Now don’t get me wrong this is definitely not something I did consciously though there was a niggle at the back of my mind but it took Mr B (in a fit of daring) and my best friend (in a fit of alcohol) to point the fact out to me that from outside appearances my son was my favoured child. I was shocked, upset and at first in denial but I knew deep down they had a point. The fact was I had more time, more patience and more affection for my son (I know I’m not proud).
Let me first of all say that no I do not think I have a favourite child, I did however have a child I found easier to relate to and in doing so was guilty of giving out the impression that he was preferred to his sibling, yes I hang my head in shame at the idea I could have had let my children think this.

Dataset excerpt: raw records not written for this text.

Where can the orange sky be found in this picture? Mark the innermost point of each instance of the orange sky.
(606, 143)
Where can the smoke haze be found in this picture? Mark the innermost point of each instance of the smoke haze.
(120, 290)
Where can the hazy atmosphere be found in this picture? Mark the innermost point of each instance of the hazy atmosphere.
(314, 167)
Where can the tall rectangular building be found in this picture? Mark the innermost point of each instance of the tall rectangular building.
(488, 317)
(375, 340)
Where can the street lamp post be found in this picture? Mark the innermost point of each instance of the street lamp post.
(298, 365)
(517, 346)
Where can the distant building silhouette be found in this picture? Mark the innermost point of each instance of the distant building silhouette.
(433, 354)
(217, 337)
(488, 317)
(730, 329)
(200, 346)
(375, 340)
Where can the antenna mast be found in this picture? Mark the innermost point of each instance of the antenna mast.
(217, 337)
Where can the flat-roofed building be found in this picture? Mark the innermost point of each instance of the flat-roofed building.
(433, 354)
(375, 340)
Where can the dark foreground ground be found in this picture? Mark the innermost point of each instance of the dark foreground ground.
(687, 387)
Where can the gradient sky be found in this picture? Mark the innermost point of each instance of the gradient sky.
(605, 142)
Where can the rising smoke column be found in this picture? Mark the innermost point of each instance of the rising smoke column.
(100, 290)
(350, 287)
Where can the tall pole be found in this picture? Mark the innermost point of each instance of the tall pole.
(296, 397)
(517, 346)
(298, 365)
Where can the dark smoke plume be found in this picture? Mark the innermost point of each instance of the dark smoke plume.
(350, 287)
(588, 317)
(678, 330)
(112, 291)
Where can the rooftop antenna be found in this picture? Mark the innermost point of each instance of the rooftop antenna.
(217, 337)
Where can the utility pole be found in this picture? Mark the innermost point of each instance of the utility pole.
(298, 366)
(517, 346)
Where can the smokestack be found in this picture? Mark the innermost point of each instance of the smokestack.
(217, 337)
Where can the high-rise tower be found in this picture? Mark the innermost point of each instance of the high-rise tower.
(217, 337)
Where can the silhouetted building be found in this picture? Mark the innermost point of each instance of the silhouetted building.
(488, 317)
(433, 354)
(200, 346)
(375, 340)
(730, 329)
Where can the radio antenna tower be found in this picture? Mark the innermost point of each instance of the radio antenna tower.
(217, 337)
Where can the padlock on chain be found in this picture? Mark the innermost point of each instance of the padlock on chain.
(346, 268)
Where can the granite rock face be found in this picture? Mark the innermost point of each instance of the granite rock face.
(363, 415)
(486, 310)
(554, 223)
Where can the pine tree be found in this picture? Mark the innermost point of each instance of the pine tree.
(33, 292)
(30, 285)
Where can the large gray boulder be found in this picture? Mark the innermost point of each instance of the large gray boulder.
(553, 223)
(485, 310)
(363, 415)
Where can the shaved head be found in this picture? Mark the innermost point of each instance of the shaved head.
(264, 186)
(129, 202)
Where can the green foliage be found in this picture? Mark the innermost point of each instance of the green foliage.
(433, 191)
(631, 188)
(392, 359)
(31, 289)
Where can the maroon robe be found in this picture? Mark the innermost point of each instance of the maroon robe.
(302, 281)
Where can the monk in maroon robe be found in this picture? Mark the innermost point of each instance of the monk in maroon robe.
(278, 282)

My son is cuddly (my daughter was never a touchy feely child), he is loud and whacky (and with it sometimes extremely annoying) and full of positive energy which is something I empathise with, so even after telling him to sit still, or quieten down repeatedly while his sister did as she was told I would still crack into a smile as he came out with some daft expression or threw his arms round me, while brushing his sister off for seeking attention.
My daughter does not always show enthusiasm in the same way my son and I do, she is less energetic and I found that hard to relate to, if she didn’t jump at a suggested activity I would think her moany or ungrateful and showed it in my response to her.
So confessions made (and yes I know they are awful). Once the facts had been pointed out to me, and I’d taken it on board out the next job was to confront the issue, and I think I have.
My children are there own individual people and I have tried to accept that and encourage it, my son loves cuddles, my daughter far more appreciates you sitting down and giving her some undivided attention while she sings you her latest song or puts on a play. My son likes to get out on a bike, or kick a ball, my daughter would rather get the art kit out, so I try and make sure I do both in as equal measures as I can.
As my daughter gets older she is developing a fashion conscience, and though no fashionista myself we have enjoyed girly shopping trips and I have tried to give her some hints and tips she may regret that later), we both love musicals and have had great outing to Fame and Hairspray.
I think (hope) I have managed to repair any damage caused by my previous behaviour and that neither of my children will ever feel they were favoured, but it has taken time and effort.
So back to the question? Do parents have favourites? Well yes I think sometimes they do, they may not mean to, or even want to but it can happen and a conscious effort is needed to try and alter that behaviour, I hope I’ve done it!